Turbulenzen auf den Finanzmärkten und enorme Kosten für den Umbau des eigenen Konzerns haben bei der Credit Suisse einen unerwartet hohen Gewinneinbruch von 62 Prozent verursacht. Das Jahresergebnis der weltweit tätigen Schweizer Großbank stürzte 2011 unterem Strich auf 1,95 Milliarden Franken (1,61 Milliarden Euro) ab - nach einem Gewinn von 5,1 Milliarden Franken im Jahr zuvor.
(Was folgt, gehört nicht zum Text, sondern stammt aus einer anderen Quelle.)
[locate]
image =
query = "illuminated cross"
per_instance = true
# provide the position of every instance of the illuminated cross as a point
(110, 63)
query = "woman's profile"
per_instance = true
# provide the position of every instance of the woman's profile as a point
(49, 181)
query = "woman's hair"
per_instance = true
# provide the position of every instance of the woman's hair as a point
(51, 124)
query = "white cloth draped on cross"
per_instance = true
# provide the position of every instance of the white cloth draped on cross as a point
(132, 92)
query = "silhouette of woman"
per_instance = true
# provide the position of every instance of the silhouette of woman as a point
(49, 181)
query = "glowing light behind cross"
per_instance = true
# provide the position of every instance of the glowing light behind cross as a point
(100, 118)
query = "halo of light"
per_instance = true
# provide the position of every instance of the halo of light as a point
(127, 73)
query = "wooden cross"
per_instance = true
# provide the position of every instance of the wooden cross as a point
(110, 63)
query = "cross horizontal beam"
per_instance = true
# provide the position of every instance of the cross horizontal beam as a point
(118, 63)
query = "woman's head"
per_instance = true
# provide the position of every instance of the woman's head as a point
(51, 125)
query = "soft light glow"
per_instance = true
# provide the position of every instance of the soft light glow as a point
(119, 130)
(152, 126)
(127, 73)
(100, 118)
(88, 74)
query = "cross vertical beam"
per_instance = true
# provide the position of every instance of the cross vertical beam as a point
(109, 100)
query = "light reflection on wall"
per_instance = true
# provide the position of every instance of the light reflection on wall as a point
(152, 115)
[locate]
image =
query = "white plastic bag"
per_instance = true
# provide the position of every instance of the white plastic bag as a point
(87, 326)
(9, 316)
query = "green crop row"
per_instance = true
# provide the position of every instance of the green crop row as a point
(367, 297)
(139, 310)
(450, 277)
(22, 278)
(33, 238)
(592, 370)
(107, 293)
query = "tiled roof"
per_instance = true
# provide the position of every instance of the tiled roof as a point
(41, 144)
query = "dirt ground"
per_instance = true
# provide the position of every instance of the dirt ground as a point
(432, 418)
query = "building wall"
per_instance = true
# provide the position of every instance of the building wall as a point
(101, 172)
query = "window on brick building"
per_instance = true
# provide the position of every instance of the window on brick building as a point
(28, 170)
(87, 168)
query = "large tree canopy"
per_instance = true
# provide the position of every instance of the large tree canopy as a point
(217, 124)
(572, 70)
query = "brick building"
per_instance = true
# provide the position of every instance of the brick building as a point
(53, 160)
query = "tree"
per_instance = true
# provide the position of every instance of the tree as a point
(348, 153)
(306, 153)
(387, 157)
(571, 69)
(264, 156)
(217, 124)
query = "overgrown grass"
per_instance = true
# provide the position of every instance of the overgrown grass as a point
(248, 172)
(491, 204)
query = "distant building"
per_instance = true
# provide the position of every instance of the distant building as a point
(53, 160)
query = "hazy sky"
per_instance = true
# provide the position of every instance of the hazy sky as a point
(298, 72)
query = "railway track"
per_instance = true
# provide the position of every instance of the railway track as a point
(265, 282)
Für das vierte Quartal gab der zweitgrößte Schweizer Finanzkonzern am Donnerstag in Zürich gar einen Verlust von 637 Millionen Franken bekannt, ein Jahr schlug noch ein Plus von 841 Millionen Franken zu Buche. CS-Chef Brady Dougan nannte das Ergebnis schlicht "enttäuschend". Es widerspiegle allerdings das schwierige Marktumfeld.

3500 Stellen werden gestrichen

Dougan verwies auf hohe Kosten für den als Reaktion auf die Probleme an den Finanzmärkten in Gang gesetzten Konzernumbau mit der Streichung von 3500 Stellen, den Rückzug aus verschiedenen Geschäftsfeldern sowie den Abbau von Risikopapieren. Insgesamt kostete das die Bank rund eine Milliarde Franken. Dem Vorstand zufolge wirkt sich die Kostenbremse inzwischen positiv aus. Man sehe einen "Trend zur Verbesserung".

Angesichts der empfindlichen Einbußen kürzte sich die Konzernleitung die Boni fürs vergangene Jahr um 57 Prozent. Der Topf für "variable Vergütungen" für die anderen Banker sei um 41 Prozent geringer gefüllt als im Vorjahr. Mit weniger müssen sich auch die Aktionäre zufriedengeben. Sie erhalten 0,75 Franken Dividende pro Anteilsschein, nach 1,30 Franken im Vorjahr.

Investmentbanking im Minus

Besonders schlecht lief es für die CS - wie auch bei deren Konkurrenten - im Investmentbanking. Es bescherte der Bank im vierten Quartal einen Verlust vor Steuern von 1,31 Milliarden Franken nach einem Plus knapp 560 Millionen Franken vor Jahresfrist. Weniger dramatisch war der Quartalseinbruch im Private Banking. Bei der Verwaltung großer Vermögen verbuchte die CS einen Vorsteuergewinn von 467 Millionen Franken.